What causes efflorescence?
Migration of water-soluble salts from the bottom to the surface of the pavers is what causes Efflorescence. Water present in the soil or from water that is used to wash the pavers brings the salts to the surface. Once the water evaporates, it leaves behind these salts, which can then crystallize and form a white or light-colored powder on the surface of the pavers.
What is efflorescence?
Calcium salts that sometimes form on the surface of concrete, brick, stone and other porous surfaces. Also known as Efflo.
Does efflorescence cause problems?
Despite the ugly discoloration, “efflo” does not compromise the paver’s strength or durability.
Areas with high humidity or frequent exposure to water are where efflo usually occurs. It not only appears as a white or light-colored powdery substance on the surface of the pavers, but is unsightly and can be difficult to remove. Unlike failed sealer that can give pavers a white hazy look, efflorescence appears to vanish when the pavers get saturated with water. In comparison, failed sealer will continue to show the ugly white haze.

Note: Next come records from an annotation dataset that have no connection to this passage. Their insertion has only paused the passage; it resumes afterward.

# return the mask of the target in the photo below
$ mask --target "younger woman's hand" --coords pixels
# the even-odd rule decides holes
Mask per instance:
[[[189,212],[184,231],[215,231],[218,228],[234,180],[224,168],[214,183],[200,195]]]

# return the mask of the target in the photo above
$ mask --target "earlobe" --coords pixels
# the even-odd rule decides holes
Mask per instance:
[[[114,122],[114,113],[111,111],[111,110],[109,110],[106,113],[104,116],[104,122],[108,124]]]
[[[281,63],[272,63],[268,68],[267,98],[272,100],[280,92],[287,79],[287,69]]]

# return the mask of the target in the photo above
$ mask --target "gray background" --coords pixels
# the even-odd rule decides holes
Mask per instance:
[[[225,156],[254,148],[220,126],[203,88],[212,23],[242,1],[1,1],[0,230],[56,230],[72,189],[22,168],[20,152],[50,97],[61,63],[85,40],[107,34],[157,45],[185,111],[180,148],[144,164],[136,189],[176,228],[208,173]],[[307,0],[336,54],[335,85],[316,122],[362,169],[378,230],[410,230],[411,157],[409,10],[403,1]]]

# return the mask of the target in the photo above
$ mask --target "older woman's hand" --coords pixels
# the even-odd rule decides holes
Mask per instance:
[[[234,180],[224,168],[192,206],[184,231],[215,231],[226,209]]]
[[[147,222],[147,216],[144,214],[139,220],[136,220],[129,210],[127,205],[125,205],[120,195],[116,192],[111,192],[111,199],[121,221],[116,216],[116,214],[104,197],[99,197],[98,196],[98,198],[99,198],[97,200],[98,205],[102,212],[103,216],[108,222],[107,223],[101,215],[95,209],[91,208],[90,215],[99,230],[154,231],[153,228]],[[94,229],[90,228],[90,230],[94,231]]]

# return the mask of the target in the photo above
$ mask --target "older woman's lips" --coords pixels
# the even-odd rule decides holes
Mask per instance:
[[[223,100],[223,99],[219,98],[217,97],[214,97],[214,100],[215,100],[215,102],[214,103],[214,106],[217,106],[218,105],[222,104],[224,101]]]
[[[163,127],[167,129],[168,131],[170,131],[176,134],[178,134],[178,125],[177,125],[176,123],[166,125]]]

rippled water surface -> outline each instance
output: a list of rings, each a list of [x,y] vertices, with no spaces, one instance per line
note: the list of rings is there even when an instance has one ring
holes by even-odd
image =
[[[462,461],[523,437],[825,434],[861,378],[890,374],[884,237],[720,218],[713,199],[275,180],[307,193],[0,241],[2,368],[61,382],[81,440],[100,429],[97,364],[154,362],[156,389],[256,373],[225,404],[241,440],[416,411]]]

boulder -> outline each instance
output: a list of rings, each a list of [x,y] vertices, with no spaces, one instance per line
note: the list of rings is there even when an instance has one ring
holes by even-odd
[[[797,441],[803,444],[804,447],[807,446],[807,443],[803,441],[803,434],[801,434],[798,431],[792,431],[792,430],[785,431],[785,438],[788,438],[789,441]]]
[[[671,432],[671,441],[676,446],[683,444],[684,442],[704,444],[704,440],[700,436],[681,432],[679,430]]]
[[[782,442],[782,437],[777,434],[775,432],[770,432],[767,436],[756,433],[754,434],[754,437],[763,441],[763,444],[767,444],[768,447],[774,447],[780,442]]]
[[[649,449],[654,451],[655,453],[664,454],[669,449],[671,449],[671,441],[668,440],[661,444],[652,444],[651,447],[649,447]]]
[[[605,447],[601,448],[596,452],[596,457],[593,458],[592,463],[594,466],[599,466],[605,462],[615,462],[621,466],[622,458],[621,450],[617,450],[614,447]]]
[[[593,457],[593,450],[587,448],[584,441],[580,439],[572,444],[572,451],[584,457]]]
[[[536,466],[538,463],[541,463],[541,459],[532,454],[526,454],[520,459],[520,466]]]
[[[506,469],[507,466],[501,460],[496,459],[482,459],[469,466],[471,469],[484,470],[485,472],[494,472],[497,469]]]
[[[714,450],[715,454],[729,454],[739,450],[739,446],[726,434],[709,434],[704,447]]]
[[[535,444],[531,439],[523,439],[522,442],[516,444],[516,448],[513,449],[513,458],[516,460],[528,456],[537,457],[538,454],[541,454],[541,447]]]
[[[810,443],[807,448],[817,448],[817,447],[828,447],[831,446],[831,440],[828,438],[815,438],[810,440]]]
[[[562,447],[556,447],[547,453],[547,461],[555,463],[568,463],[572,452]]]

How do I get rid of efflorescence?
There are a few options for removing “efflo”.
Depending on your paver and climate, efflorescence will work its way out in about 2 – 3 months to years.
Washing with dish soap, water and a stiff plastic scrub brush, then rinse off. Using a wire brush is not recommended. Wires can dislodge and cause rusting if not removed from the surface.
Most landscape suppliers carry a chemical efflo remover. It is typically an acid based cleaner. If you are not having a professional do this treatment, read the instructions carefully. This cleaner can change the color of the surface and should not be mixed with other chemicals like chlorine.
Will efflorescence come back?
Maybe. That powdery white mineral has the potential to creep back to the surface.
What can I do to reduce the chance of efflorescence returning?
There are some things you can do to prevent efflorescence from happening on your pavers.
- Keep your pavers as dry as possible, especially after they have been washed. The main culprit of continuing problems is water infiltration. Poor drainage, leaky pipes, elevated groundwater and improper sealing are some of the reasons efflorescence returns.
- After pavers are installed, be sure to use a high-quality paver sealant. This will help to protect the surface of the pavers from water and other elements, which in turn can help to prevent efflorescence from occurring in the future.
- When you need to wash your pavers, be sure to use a low-pressure hose or a pressure washer set to a low setting to avoid forcing water into the pores of the pavers.
Can someone help me remove the efflorescence?
Hire a professional sealing company to clean and remove efflo as well as seal the stones. Choosing a professional for a project like this will reduce the probability of efflorescence returning, as well as make cleaning the hardscape easier in the future.
If you have any other questions, speak to a paving contractor, landscape dealer, or stone expert for guidance and assistance.